A Hasty Introduction to Web Development
Definitions
Yeah, some of these might be silly, but let's do this!
What's the difference between the internet and the web (I'm really asking this). →
- the internet - global system of interconnected computer networks; a network of networks
- internet's underlying protocol for communication is TCP/IP
- TCP/IP dictates how data should be packetized, addressed, transmitted, routed and received
- the web - a collection of interconnected documents (web pages) and other resources (images, video, etc.), retrievable by url and connected by hyperlinks
- HTTP is the protocol used to allow documents and resources to be requested over a network
Other Services
The web is just one of many services available on the internet… what are some others services and protocols on the internet? →
- email (SMTP)
- chat (XMPP, OSCAR, IRC)
- file transfer (FTP)
- voice (SIP, Skype protocol)
- these are all examples of network protocols - ways of communicating over a network
Protocols
Hm. All this talk about protocols but … what exactly is a protocol? →
It's a bunch of rules and conventions for communication. Really. That's it.
For computers and communication between them, these rules may define:
- the format for exchanging messages
- a meaning (semantics) and syntax for these messages
- the process for synchronizing the communication
A Protocol Example
Eloquent JavaSccript describes a simple chat protocol. For two computers to communicate with this protocol:
- one computer sends bits that represent the text, 'CHAT?', to another computer
- the other computer responds with 'OK!' to show that it accepts and understands the protocol
- from there, they can:
- proceed to send each other strings of text
- read the text sent by the other from the network
- display the received text
A Slightly Closer Look at TCP/IP
The previous slides described Application protocols … (chat, mail, specific applications). However, these protocols don't define how data/messages actually gets from one computer to another in a networked environment →
- how does a message get translated from (for example) plain text to electronic signals… and how is sent over the Internet, and translated back to plain text?
- welp! there are other protocols - a stack of protocols that describe how this communication works
- this stack is of protocols is often referred to as the TCP/IP stack
- (mainly because TCP and IP are two of the major protocols involved)
TCP/IP Continued
The TCP/IP stack consists of 4 layers:
- Application Layer - application level protocols such as HTTP, SMTP, etc.
- Transport Layer - protocols involved in communication (connection establishment, flow-control) between applications (either on the same host/computer or different host), such as TCP or UDP
- Network Layer - the protocol responsible for routing packets of data across network boundaries - directs data to a specific computer / host, which is IP or Internet Protocol
- Physical (hardware) Layer / Link Layer - converts data to network signals and back (wi-fi, ethernet)

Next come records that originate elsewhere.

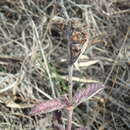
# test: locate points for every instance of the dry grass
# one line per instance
(33, 62)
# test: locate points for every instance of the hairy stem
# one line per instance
(69, 124)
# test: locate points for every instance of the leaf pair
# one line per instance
(62, 102)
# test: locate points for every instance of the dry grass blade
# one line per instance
(49, 106)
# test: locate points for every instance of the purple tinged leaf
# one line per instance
(87, 92)
(49, 106)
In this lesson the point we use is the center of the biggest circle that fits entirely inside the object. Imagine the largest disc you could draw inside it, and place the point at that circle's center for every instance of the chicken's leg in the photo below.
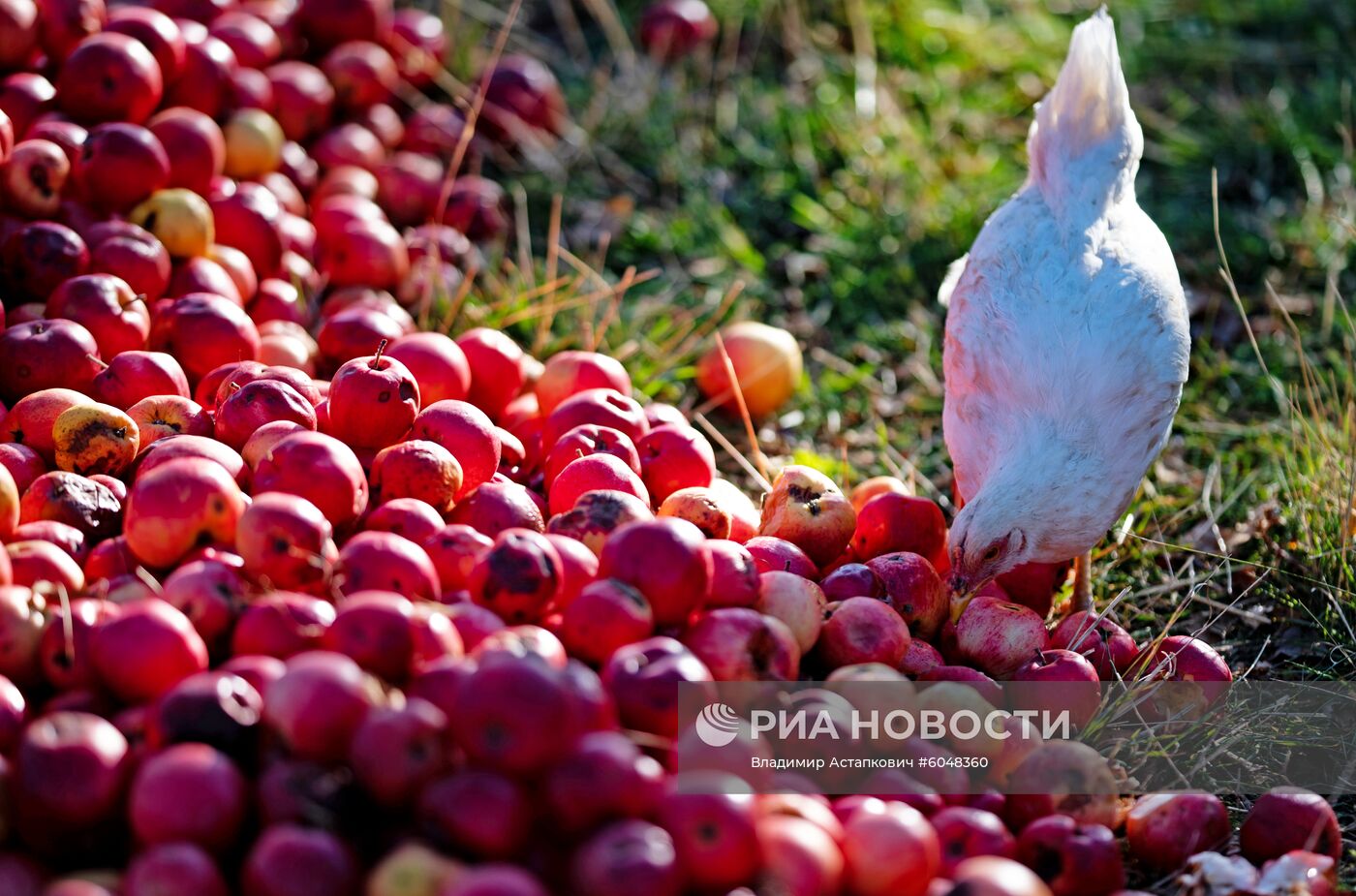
(1084, 582)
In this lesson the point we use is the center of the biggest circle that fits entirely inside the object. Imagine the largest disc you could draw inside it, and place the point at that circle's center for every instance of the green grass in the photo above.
(834, 158)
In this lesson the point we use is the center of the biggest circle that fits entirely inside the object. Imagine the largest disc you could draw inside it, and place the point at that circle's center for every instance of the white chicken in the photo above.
(1066, 336)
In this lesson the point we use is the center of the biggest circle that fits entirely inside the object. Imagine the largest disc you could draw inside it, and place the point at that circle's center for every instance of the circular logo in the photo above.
(716, 724)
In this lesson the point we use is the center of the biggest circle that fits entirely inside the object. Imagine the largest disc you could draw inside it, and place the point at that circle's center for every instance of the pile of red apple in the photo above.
(295, 601)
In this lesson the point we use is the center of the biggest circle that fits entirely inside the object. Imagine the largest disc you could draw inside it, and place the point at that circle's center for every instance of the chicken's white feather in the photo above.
(1066, 332)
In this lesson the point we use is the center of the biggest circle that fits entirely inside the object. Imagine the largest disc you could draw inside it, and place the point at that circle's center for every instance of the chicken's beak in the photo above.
(962, 593)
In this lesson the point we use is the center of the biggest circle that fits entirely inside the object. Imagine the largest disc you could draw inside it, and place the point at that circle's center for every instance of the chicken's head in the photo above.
(985, 542)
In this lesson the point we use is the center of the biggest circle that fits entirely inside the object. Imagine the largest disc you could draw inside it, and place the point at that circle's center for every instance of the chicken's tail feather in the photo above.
(1085, 136)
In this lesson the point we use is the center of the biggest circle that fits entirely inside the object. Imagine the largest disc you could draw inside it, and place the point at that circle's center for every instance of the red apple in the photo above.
(521, 94)
(319, 703)
(287, 541)
(135, 376)
(156, 31)
(996, 876)
(606, 614)
(373, 401)
(892, 522)
(997, 636)
(514, 715)
(203, 331)
(1290, 819)
(1062, 777)
(33, 175)
(145, 650)
(319, 468)
(281, 624)
(585, 441)
(1196, 674)
(478, 812)
(627, 857)
(467, 433)
(173, 868)
(802, 858)
(46, 354)
(158, 417)
(863, 631)
(19, 33)
(495, 367)
(773, 553)
(397, 751)
(251, 38)
(416, 469)
(797, 602)
(806, 509)
(1104, 644)
(302, 98)
(739, 644)
(1163, 830)
(890, 849)
(206, 77)
(1073, 858)
(40, 564)
(406, 516)
(1054, 682)
(662, 559)
(189, 791)
(734, 577)
(438, 365)
(288, 859)
(110, 77)
(180, 505)
(965, 832)
(70, 774)
(75, 501)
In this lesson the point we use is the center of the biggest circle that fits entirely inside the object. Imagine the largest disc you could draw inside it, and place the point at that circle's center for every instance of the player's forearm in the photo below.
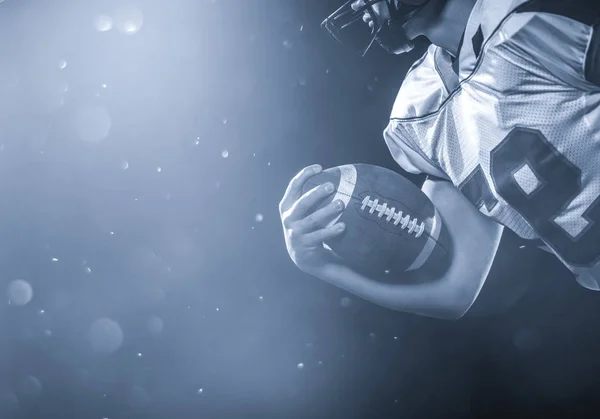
(440, 299)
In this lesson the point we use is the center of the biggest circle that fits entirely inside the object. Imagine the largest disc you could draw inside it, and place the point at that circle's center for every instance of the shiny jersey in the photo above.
(517, 130)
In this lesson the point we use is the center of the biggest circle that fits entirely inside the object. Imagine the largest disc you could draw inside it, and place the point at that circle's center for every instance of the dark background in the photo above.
(140, 177)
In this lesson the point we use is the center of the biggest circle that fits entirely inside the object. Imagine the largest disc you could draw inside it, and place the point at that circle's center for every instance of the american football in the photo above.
(391, 225)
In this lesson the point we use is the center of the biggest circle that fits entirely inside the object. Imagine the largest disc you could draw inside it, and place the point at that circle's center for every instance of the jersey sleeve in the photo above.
(422, 92)
(558, 36)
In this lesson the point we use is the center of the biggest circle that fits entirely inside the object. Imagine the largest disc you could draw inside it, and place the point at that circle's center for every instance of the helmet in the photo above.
(389, 33)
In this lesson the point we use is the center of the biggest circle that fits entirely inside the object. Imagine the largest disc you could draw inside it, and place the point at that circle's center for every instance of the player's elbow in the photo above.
(461, 302)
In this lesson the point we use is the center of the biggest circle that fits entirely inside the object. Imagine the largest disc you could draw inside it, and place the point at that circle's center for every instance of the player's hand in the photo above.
(305, 229)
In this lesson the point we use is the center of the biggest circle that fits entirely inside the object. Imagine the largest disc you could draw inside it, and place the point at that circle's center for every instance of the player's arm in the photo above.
(475, 240)
(564, 40)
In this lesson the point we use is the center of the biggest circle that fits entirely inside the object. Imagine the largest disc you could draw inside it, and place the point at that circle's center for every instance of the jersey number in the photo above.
(554, 182)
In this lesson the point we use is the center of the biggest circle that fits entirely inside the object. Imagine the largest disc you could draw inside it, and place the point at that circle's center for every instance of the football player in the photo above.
(502, 114)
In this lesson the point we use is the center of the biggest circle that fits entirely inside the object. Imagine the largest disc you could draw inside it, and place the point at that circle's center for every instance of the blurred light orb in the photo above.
(103, 23)
(155, 325)
(129, 20)
(30, 386)
(93, 123)
(105, 336)
(9, 403)
(19, 292)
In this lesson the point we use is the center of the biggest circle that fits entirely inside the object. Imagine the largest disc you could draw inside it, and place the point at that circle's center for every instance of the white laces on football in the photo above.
(404, 220)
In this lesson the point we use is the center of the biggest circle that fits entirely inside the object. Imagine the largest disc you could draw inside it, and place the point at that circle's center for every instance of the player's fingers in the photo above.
(305, 204)
(320, 218)
(317, 237)
(294, 189)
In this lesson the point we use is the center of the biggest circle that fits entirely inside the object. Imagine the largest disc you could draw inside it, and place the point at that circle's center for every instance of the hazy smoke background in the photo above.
(144, 147)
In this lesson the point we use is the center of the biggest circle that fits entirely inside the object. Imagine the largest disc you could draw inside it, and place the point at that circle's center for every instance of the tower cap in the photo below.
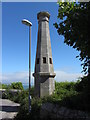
(43, 13)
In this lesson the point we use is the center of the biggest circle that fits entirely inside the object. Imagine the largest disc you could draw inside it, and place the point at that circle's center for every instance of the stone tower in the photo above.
(44, 72)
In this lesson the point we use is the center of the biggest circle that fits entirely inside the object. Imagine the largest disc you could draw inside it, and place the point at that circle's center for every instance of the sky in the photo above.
(15, 47)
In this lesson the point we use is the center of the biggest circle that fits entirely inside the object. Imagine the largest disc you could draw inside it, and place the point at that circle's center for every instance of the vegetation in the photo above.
(73, 19)
(73, 95)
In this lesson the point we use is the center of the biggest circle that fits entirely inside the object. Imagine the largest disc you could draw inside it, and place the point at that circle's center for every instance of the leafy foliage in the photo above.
(73, 25)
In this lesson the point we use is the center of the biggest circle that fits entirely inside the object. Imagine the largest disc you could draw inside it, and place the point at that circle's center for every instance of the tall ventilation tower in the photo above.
(44, 72)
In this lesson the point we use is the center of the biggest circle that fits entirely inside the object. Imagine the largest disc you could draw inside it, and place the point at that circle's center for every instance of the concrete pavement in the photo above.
(8, 109)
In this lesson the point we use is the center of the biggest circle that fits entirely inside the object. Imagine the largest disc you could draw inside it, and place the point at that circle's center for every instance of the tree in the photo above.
(73, 25)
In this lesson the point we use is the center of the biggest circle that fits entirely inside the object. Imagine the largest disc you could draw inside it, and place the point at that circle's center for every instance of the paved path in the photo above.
(8, 109)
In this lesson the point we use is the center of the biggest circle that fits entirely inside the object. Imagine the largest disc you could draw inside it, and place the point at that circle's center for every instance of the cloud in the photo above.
(64, 76)
(23, 77)
(17, 77)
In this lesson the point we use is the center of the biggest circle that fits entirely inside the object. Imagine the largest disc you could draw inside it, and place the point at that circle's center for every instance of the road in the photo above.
(8, 109)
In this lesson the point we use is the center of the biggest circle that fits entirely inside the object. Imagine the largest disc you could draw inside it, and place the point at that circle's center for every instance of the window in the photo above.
(44, 59)
(37, 60)
(50, 60)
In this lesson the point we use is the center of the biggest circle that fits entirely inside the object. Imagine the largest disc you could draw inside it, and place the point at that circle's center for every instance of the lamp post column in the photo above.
(29, 67)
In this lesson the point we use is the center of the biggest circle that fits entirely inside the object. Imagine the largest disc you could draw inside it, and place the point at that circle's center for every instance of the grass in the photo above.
(74, 95)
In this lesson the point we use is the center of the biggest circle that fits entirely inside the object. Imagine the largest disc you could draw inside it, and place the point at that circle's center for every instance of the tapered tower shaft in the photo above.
(44, 72)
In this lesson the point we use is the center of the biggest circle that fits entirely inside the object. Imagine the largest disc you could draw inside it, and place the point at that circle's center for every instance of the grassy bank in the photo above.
(73, 95)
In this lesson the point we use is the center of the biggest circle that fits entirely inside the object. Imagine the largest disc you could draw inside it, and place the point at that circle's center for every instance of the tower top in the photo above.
(43, 14)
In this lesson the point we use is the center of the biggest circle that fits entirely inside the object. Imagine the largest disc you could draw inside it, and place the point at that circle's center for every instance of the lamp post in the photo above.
(28, 23)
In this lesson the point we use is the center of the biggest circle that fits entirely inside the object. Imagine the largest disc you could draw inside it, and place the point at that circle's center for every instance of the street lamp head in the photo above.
(26, 22)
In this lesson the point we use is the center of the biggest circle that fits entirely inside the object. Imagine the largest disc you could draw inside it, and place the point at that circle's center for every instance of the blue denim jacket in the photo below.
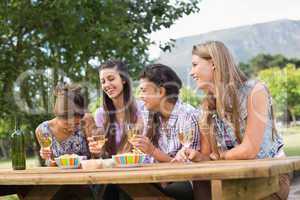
(226, 138)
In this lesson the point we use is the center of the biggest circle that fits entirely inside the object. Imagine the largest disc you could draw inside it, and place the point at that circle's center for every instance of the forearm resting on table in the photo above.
(160, 156)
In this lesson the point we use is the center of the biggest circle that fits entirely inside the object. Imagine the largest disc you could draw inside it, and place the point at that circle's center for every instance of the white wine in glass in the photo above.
(186, 137)
(45, 140)
(132, 132)
(98, 136)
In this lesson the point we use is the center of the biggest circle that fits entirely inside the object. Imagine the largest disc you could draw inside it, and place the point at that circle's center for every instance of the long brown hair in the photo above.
(69, 101)
(162, 76)
(227, 78)
(110, 110)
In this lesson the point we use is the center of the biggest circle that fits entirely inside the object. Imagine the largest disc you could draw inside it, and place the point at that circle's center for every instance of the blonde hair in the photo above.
(227, 78)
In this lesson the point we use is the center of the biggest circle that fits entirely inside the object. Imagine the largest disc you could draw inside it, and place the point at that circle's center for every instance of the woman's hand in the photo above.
(45, 153)
(143, 143)
(88, 124)
(180, 156)
(93, 147)
(194, 155)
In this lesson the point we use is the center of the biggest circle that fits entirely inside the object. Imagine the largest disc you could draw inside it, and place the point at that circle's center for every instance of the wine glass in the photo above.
(186, 136)
(98, 135)
(166, 133)
(132, 132)
(45, 140)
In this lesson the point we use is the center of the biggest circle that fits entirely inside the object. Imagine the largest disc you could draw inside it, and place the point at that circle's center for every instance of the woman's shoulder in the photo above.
(253, 86)
(99, 111)
(188, 109)
(43, 128)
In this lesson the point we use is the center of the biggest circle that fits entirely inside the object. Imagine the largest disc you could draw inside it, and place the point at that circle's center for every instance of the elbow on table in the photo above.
(249, 153)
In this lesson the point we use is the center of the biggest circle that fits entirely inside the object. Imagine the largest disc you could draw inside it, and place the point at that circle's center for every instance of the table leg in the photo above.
(246, 189)
(42, 192)
(143, 192)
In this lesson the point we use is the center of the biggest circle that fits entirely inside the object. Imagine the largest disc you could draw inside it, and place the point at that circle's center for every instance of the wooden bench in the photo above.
(239, 179)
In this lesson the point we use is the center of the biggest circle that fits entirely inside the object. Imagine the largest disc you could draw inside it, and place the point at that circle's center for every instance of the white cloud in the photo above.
(222, 14)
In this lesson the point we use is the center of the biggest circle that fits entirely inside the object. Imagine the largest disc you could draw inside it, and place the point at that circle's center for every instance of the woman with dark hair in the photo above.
(64, 130)
(165, 116)
(119, 108)
(238, 121)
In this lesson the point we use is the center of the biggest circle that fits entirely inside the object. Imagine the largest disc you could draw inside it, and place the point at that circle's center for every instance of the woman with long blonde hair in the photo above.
(238, 120)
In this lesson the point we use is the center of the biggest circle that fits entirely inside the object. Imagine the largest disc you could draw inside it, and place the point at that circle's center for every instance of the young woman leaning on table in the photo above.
(119, 110)
(63, 134)
(164, 116)
(238, 121)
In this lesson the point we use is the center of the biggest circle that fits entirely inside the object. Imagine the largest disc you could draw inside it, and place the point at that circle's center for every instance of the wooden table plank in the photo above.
(144, 175)
(151, 173)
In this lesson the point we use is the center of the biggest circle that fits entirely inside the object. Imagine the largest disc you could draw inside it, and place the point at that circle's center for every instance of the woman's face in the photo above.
(111, 82)
(70, 124)
(150, 94)
(202, 72)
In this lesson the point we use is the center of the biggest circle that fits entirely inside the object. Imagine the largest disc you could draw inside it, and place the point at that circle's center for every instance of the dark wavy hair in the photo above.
(69, 101)
(162, 76)
(130, 107)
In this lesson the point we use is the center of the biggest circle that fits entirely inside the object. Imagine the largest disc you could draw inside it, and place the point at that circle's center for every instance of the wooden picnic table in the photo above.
(238, 179)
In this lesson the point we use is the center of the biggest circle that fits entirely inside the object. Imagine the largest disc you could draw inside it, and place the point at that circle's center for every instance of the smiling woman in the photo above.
(62, 135)
(119, 108)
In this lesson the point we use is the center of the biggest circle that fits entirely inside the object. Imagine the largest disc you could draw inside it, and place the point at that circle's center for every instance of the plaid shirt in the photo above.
(182, 116)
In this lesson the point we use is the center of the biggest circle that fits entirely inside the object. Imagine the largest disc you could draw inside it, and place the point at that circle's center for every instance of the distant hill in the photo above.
(276, 37)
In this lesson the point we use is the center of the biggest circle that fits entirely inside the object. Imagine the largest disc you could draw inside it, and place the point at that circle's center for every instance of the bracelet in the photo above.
(154, 148)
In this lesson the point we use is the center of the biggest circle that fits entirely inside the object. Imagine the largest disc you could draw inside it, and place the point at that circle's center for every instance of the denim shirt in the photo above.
(226, 139)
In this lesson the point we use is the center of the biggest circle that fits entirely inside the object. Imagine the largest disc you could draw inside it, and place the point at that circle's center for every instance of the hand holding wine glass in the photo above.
(97, 141)
(45, 140)
(132, 132)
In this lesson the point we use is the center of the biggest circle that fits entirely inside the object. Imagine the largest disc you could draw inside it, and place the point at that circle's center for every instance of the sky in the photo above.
(222, 14)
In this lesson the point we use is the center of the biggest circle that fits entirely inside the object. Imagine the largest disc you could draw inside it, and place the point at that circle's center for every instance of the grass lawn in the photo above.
(291, 138)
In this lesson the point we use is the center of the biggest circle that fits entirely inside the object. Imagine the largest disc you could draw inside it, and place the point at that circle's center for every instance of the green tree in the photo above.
(284, 85)
(54, 41)
(190, 96)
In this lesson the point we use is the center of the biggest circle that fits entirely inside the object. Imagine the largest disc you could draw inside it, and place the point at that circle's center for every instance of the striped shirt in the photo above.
(182, 117)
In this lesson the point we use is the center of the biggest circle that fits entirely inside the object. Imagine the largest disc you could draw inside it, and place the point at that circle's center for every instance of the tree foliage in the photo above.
(45, 42)
(284, 85)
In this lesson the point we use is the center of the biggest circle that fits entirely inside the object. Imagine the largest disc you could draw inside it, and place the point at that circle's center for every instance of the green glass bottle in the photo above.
(18, 148)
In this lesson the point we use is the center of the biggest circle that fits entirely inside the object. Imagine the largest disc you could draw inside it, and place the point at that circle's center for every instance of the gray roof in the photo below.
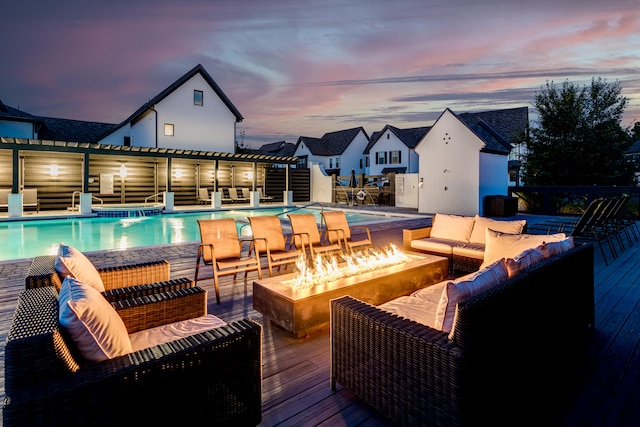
(494, 142)
(510, 123)
(410, 137)
(55, 129)
(198, 69)
(280, 148)
(332, 143)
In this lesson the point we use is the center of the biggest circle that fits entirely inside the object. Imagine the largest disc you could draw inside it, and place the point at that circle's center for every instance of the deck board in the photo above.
(296, 388)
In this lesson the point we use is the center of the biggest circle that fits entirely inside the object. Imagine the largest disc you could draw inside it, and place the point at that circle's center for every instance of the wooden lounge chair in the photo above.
(221, 249)
(306, 236)
(270, 241)
(233, 194)
(203, 196)
(339, 231)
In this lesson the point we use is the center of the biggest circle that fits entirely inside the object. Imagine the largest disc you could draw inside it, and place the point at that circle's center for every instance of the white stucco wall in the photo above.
(321, 188)
(449, 168)
(16, 129)
(408, 157)
(407, 191)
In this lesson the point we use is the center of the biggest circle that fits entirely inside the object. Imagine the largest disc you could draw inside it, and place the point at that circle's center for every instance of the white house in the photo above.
(462, 160)
(393, 150)
(337, 152)
(192, 113)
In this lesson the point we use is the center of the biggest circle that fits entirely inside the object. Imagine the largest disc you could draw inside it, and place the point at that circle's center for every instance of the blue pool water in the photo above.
(27, 239)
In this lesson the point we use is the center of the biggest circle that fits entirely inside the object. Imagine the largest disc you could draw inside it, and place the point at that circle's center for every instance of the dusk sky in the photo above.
(295, 67)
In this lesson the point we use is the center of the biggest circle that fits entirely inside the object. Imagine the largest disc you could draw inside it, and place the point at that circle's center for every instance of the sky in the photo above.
(303, 68)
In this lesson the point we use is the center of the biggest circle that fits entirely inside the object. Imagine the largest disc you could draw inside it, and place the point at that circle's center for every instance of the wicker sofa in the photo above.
(214, 375)
(460, 238)
(512, 356)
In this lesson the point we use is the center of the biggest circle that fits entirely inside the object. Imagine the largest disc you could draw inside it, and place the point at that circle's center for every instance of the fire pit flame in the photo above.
(327, 270)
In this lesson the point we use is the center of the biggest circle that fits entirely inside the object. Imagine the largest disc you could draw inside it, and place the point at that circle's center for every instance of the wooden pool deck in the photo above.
(296, 388)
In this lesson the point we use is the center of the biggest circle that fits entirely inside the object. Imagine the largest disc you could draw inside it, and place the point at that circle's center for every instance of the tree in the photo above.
(579, 139)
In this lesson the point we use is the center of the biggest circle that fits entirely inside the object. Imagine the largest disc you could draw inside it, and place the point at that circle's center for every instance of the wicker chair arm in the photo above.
(413, 234)
(214, 375)
(42, 272)
(158, 309)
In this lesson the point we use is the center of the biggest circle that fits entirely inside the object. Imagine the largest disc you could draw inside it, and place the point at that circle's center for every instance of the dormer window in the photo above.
(198, 97)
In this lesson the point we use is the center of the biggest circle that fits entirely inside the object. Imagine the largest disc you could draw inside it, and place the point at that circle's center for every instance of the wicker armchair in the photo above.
(214, 375)
(121, 282)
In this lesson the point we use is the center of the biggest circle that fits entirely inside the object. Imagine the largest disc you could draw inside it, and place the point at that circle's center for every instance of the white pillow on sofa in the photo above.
(502, 245)
(479, 232)
(91, 322)
(466, 287)
(452, 227)
(72, 262)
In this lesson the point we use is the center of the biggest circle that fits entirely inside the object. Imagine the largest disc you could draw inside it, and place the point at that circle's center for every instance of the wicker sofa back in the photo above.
(214, 375)
(526, 334)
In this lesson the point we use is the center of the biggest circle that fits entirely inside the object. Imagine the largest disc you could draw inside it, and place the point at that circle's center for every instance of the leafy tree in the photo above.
(579, 140)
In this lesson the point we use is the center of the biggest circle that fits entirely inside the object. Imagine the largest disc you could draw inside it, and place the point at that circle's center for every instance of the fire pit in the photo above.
(302, 310)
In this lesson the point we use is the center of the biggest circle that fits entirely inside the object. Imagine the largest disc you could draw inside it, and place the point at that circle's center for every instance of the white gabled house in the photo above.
(337, 152)
(462, 160)
(192, 114)
(393, 150)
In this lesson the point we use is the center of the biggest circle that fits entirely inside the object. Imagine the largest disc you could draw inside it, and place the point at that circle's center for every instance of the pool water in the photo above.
(27, 239)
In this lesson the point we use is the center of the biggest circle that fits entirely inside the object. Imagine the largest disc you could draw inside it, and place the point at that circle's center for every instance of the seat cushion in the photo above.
(479, 232)
(502, 245)
(174, 331)
(91, 322)
(466, 287)
(524, 260)
(452, 227)
(72, 262)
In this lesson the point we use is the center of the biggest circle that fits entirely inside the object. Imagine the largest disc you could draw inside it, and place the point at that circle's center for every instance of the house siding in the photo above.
(449, 168)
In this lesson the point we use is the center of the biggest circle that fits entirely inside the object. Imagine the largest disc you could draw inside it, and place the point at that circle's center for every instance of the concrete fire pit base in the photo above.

Sending a Message Over the Internet
Check out the diagram from this whitepaper on how the internet works (!). The whitepaper describes sending data from one host (computer) to another through the internet →
- messages start at the top of the stack and work downward
- each layer that the message passes through may break the message up into smaller chunks of more manageable data called packets
- packets go through the Application Layer and continue to the Transport Layer where each packet is assigned a port number (loosely speaking a number that specifies which program on the destination computer needs to receive the message)
- packets then proceed to the Network Layer, where each packet receives its destination IP address (number that identifies a computer on the network)
Sending a Message Over the Internet Continued
Starting from the hardware layer of this diagram, our message continues its journey! →
- with a port number and an IP address, the hardware layer turns packets of data into electronic signals and transmits them
- these packets eventually arrive at the other host (often going through intermediary routers in the process), and work their way back up the stack
- as the packets go upwards through the stack, all routing data that the sending computer's stack added (such as IP address and port number) is stripped from the packets
- when the data reaches the top of the stack, the packets have been re-assembled into their original form
Again, all of this comes from this whitepaper. Although it's nearly a couple of decades old, the networking aspects are still very relevant.
It All Starts With a URL
Each document or resource on the web is retrievable by a name, a URL (Universal Resource Locator). What are the parts to a URL? →
- scheme/protocol - http (er, browsers accept schema-less)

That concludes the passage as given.